Con motivo de la publicación en 1994 de su segundo libro sobre Acapulco, Dos horas de sol, José Agustín detalla la forma en que lo percibe, veinte años después del viaje iniciático:
“El puerto está dividido en tres zonas. Por una parte está el sector relacionado con el turismo de oropel. Por el otro, el Acapulco tradicional, un núcleo de personas que tienen su propia manera de hablar, costumbres y tradiciones muy fuertes que les han permitido resistir, durante sesenta años, los poderosísimos embates turísticos de tendencias deshumanizantes y desnacionalizadoras. Y, por último, hay un tercer Acapulco, el de la miseria y las ciudades perdidas, compuesto por personas que emigran de otras partes del estado de Guerrero y del país, con deseos de tener posibilidades de subsistir. Mi propuesta es que la situación política, social, económica y humana de Acapulco es copia fiel de lo que sucede en el país. Otros sitios lo reflejan también, pero en Acapulco se percibe con mucha más claridad. La realidad está más al desnudo porque Acapulco es un lugar al que la gente va con un criterio de diversión y deja de ser ella misma. Ahí las personas abandonan muchas de sus conductas habituales y dejan de aparentar determinadas calidades humanas. Al dedicarse al desmadre y el cotorreo aflora en ellas su naturaleza verdadera. Entonces es más fácil ver a las personas en su condición real. Se te presenta entonces la posibilidad de ver el espejo con enorme nitidez. Por eso creo que Acapulco sí refleja la problemática nacional y añade un elemento extra que es el dolor de que todas estas cosas ocurran en un sitio tan hermoso.”

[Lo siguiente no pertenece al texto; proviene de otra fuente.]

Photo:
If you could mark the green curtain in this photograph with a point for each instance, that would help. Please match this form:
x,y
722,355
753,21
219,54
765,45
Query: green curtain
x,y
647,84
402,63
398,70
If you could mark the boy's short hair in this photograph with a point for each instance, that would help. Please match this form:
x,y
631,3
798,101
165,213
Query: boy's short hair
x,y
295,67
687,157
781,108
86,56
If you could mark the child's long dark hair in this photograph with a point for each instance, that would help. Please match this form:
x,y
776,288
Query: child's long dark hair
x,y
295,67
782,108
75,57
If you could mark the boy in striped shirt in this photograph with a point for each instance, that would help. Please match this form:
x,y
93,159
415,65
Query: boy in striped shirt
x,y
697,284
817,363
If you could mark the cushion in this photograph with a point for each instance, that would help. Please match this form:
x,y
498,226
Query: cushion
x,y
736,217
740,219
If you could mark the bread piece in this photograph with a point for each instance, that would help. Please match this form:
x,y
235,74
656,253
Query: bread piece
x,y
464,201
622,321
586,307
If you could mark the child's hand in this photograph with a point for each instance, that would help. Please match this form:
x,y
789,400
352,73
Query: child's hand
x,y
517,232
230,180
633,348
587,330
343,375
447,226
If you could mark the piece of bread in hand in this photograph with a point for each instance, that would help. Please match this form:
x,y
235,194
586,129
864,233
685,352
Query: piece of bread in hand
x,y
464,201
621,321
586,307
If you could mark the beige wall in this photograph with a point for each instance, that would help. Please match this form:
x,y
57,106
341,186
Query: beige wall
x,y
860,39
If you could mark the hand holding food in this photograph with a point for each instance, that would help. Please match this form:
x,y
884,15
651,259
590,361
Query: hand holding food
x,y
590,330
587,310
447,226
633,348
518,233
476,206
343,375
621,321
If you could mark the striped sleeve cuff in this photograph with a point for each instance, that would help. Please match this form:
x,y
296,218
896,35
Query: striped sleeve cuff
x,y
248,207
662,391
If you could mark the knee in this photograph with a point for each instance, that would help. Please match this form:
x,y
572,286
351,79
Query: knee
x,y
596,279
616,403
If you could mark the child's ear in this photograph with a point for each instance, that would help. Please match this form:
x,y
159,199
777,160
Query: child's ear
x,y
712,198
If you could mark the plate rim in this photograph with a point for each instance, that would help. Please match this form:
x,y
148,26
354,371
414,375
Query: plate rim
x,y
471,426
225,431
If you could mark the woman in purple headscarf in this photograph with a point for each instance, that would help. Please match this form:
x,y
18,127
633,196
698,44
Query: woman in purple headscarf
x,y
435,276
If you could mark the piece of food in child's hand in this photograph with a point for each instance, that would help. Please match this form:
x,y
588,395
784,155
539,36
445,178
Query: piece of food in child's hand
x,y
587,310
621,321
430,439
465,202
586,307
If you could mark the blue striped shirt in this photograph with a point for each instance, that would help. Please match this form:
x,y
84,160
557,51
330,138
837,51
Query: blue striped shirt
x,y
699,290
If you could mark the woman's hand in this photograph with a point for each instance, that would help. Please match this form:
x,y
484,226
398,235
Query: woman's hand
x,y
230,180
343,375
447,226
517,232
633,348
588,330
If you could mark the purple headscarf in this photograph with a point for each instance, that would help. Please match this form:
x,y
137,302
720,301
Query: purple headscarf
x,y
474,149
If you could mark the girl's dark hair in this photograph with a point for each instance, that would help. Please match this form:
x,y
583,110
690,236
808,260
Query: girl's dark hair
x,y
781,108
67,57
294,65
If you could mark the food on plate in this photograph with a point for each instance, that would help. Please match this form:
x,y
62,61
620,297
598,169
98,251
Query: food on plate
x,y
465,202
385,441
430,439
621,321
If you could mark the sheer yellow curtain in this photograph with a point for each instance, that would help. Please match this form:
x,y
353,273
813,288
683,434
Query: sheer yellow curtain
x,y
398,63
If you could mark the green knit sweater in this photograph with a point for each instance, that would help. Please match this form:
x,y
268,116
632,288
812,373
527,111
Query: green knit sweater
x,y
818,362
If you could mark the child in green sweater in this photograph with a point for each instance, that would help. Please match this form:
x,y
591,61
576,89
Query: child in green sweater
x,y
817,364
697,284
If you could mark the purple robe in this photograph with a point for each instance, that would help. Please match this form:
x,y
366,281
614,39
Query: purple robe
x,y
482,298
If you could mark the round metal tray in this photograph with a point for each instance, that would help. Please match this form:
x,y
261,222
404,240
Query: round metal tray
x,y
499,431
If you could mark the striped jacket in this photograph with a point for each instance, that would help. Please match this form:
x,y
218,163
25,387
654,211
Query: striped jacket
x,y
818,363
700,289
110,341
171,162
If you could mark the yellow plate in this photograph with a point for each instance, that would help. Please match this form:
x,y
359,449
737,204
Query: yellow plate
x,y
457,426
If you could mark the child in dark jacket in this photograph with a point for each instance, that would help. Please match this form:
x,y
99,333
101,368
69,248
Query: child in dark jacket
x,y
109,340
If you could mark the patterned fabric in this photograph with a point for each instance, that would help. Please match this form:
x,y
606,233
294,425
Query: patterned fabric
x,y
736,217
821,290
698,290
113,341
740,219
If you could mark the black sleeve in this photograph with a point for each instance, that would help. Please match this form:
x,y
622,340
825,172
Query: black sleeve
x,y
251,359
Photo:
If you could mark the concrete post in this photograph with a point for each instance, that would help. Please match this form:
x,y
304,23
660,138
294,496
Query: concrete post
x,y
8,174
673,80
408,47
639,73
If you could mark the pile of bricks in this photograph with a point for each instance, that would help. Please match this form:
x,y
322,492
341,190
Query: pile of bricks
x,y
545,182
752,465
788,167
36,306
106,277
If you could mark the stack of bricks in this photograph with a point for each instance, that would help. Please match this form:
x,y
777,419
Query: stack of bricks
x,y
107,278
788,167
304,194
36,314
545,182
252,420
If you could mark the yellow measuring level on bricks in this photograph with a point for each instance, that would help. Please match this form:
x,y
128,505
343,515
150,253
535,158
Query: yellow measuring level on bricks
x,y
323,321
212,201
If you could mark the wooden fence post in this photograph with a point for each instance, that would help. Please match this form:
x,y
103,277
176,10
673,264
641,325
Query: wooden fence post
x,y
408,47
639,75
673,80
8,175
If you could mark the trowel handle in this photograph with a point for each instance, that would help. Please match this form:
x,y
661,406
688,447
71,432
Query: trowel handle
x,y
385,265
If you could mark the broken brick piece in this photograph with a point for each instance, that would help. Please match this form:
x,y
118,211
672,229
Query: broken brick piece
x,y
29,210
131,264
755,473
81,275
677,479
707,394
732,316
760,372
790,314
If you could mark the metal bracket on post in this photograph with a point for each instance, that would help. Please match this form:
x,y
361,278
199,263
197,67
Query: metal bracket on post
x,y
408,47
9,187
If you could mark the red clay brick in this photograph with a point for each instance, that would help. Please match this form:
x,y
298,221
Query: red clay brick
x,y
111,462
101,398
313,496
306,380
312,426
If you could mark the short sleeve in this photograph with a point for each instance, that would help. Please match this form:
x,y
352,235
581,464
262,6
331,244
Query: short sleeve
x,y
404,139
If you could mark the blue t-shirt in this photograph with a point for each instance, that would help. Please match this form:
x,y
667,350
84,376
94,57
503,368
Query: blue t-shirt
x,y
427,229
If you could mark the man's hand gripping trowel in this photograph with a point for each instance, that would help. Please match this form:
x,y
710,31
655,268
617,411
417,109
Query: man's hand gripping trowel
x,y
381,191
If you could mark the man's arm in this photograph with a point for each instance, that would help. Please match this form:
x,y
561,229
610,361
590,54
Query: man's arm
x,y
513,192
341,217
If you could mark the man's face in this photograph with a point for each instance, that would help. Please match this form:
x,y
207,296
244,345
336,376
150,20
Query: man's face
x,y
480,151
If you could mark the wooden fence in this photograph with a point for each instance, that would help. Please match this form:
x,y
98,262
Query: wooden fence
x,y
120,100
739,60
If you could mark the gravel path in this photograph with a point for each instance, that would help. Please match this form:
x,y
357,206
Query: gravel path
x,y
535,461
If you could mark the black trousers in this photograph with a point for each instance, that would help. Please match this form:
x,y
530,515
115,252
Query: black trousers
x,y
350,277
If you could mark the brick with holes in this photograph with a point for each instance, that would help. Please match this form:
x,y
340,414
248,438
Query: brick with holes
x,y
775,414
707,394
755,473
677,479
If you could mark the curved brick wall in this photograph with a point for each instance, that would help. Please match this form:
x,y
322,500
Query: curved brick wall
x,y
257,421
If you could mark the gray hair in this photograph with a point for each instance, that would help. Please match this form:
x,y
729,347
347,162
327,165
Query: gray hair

Se ha dicho que Dos horas de sol es la novela del Tratado de Libre Comercio de América del Norte. Es la historia de dos periodistas, Tranquilino y Nigromante, “Tranq” y “Nigro”, que viajan a Acapulco para hacer un reportaje sobre el puerto pero que planean, también, aprovechar la distancia con sus esposas. Conocen a dos gringas, Phoebe y Livia, con las que inhalan coca y beben en discotecas disparejas pero a las que nunca logran encamar. En el juego de seducciones y rechazos, entran también las personalidades de los dos periodistas que miran un Acapulco gobernado por autoridades que estudiaron en Estados Unidos para aprovechar mejor a los turistas, pero que aprendieron, sobre todo, a sacarle jugo a los mexicanos. El Acapulco de Dos horas de sol ya no es más el paraíso perdido o recobrado sino el del marasmo interior —¿qué quieren realmente los mexicanos de las gringas? El sexo disfraza la admiración que, en el fondo, les profesan— que se desata junto con el huracán Calvin, que obliga a todos a permanecer dentro de los hoteles y los antros. Nigro reflexiona sobre su crisis personal después de que Phoebe le aclara que no va a haber sexo:
“Viniste a mi vida para conducirme, eres la guía que me hacía falta. Necesitaba estas tormentas, este huracán-no huracán para poder enfrentarme a lo verdaderamente importante, al hecho terrible y definitivo de que mi vida se está diluyendo y a la espantosa responsabilidad de que todavía puedo hacer algo para evitarlo.”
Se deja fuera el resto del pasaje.